The sutures are usually dissolvable and buried under the skin.  The splint (cast) is kept for approximately 6-8 weeks. Therapy exercises will commence to regain mobility and strength. Patients usually notice that the arthritic pain has gone within 8 weeks but the results improve between 6 and 12 months as the thumb strengthens.

Return to activities of daily living

The wounds should be kept covered and dry for the first 10days until the wound has healed.

The splint or cast should be kept dry and this can be gradually removed with the supervision of my hand therapist.

Return to driving: The hand needs to have full control of the steering wheel and left hand the gear stick. It is probable advisable to delay return to driving until you are pain free and can control a car in an emergency. This may be between 8 and 12 weeks, although everyone is different and some patients feel safe to drive within a few weeks.

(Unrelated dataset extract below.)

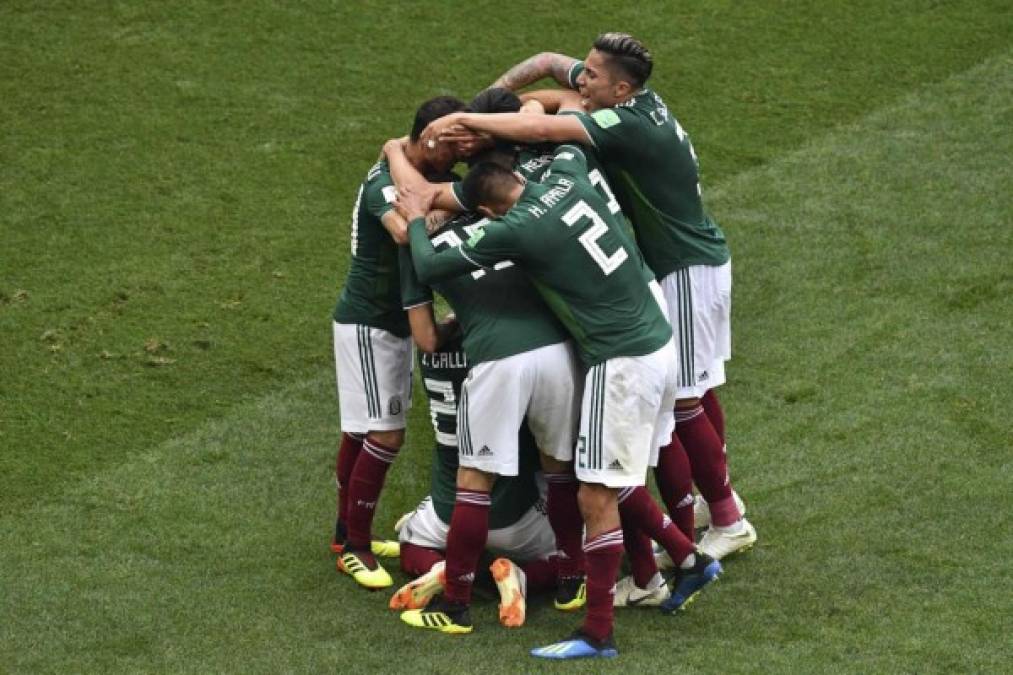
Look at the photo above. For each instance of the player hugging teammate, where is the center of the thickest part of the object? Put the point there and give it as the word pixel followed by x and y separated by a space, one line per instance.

Return to work: Everyone is involved in different working environments. Return to heavy manual labour should be prevented for approximately 8weeks. Please ask your surgeon for advice on this.

Complications

Overall, greater than 85% are happy with the result. However complications can occur.

There are complications specific to thumb surgery and also general complications associated with hand surgery.

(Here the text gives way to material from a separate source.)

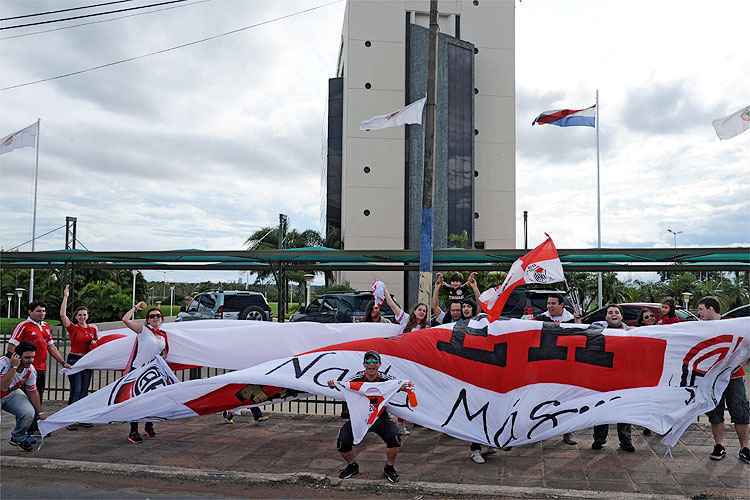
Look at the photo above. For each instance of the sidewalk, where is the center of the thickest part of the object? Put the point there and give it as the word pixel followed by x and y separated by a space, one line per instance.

Please look at my general hand complications page by clicking here but also see below for some specific complications

Specific complications:

Failure to completely resolve the symptoms (this may be due to arthritis in adjacent joints, this should be rare but may require further surgery).
The thumb will be weaker on the opposite side, which should improve with time, but will never be normal.

Proximal migration of the thumb metacarpal (5%).​ This can occur after a trapeziectomy when the thumb metacarpal drops down into the space left once the trapezium has been removed. It can be improved using a sling type procedure to hold up the thumb or the thumb be fused.

Non union (5-10%). This is only relevant to a thumb CMCJ fusion, when the bone ends do not join. Occasionally this is painless and can be left alone. If painful revision surgery may be needed repeating the operation using bone graft or alternatively performing a trapeziectomy 

Dislocation (5% - 10% when an implant is used), occasionally, when an implant is used there is the risk of dislocation, but the theoretical benefit is of a stronger thumb. If it dislocates it may need to be removed and the space dealt with as in other operations.